Während dieser Phase können die TN ihre Position verändern, wenn sie etwas hören, das sie dazu bewegt.
Aufstellungen b) und c)
Für die nächsten beiden Aufstellungen werden die beschrifteten Pole ausgetauscht. Die anleitende Person legt die Zettel mit den Aufschriften „ein Problem“ und „eine Lösung“ aus. Dann liest sie die nächste Aussage/den nächsten Satzanfang vor:
„Digitalisierung ist für Klimaschutz …“ [eine Lösung – Ein Problem]
Dabei geht die anleitende Person für die Aufstellung und Austauschphase so vor, wie oben bei der ersten Aufstellung beschrieben.
Falls hier von den TN wenig unterschiedliche Perspektiven genannt werden, kann die anleitende Person auch Argumente aus dem Hintergrundtext einbringen.

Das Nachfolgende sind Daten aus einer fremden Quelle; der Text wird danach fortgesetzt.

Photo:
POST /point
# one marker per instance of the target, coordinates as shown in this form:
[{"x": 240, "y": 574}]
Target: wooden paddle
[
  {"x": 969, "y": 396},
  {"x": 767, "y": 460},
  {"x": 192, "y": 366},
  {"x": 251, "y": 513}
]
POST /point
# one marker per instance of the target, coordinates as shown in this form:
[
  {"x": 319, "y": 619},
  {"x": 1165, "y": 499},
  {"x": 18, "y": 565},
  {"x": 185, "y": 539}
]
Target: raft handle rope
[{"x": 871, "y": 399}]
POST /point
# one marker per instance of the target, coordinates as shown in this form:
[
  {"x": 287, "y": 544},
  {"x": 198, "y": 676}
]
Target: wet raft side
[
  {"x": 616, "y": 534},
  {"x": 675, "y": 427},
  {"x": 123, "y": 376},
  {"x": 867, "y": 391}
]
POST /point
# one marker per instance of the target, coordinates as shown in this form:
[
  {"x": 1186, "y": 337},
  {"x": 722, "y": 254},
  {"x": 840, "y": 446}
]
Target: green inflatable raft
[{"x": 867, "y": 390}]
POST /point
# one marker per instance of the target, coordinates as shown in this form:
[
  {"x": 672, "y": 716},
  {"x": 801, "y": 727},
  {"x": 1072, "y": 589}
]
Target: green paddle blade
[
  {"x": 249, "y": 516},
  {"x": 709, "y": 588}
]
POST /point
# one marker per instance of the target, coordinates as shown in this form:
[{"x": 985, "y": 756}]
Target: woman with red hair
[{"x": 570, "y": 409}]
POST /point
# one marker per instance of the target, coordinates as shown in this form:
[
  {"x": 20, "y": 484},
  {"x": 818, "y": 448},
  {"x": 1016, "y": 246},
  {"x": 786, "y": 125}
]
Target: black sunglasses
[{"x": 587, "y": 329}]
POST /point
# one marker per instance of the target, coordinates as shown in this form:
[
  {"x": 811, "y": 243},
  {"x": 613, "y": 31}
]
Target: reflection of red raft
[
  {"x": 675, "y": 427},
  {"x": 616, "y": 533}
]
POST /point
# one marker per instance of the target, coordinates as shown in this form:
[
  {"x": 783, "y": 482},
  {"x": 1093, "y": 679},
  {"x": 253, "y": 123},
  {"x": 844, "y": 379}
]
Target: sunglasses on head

Als dritte und letzte Aufstellung werden die TN eingeladen, sich zu folgender Aussage zu positionieren:
„Digitalisierung ist für globale Gerechtigkeit …“ [eine Lösung – ein Problem]
Dabei geht die anleitende Person für die Aufstellung und Austauschphase so vor, wie oben bei der ersten Aufstellung beschrieben. Falls hier von den TN wenig unterschiedliche Perspektiven genannt werden, kann die anleitende Person auch Argumente aus dem Hintergrundtext einbringen.
4. Reflexion (15-20 Minuten)
Alle TN kommen in einem Stuhlkreis zusammen. Hier können zur Reflexion noch folgende Fragen besprochen werden:
- Wie einfach oder schwer ist es euch gefallen, euch zu positionieren? Was war daran einfach, was schwierig?
- Was ist euch bei den Positionierungen und in den Austauschphasen aufgefallen?
- [Je nach Gruppe:] Welche Perspektiven waren nicht im Raum? Wer hätte sich vielleicht anders positioniert, weil sie*er anders betroffen (oder strukturell diskriminiert) ist?
- Welche Positionen nehmt ihr in der öffentlichen Debatte mehr wahr, welche weniger? Woran könnte das liegen?
- Wie geht ihr damit um, wenn etwas so zwiespältig oder ambivalent ist wie die Rolle von Digitalisierung im Bezug auf Klimaschutz oder globale Gerechtigkeit?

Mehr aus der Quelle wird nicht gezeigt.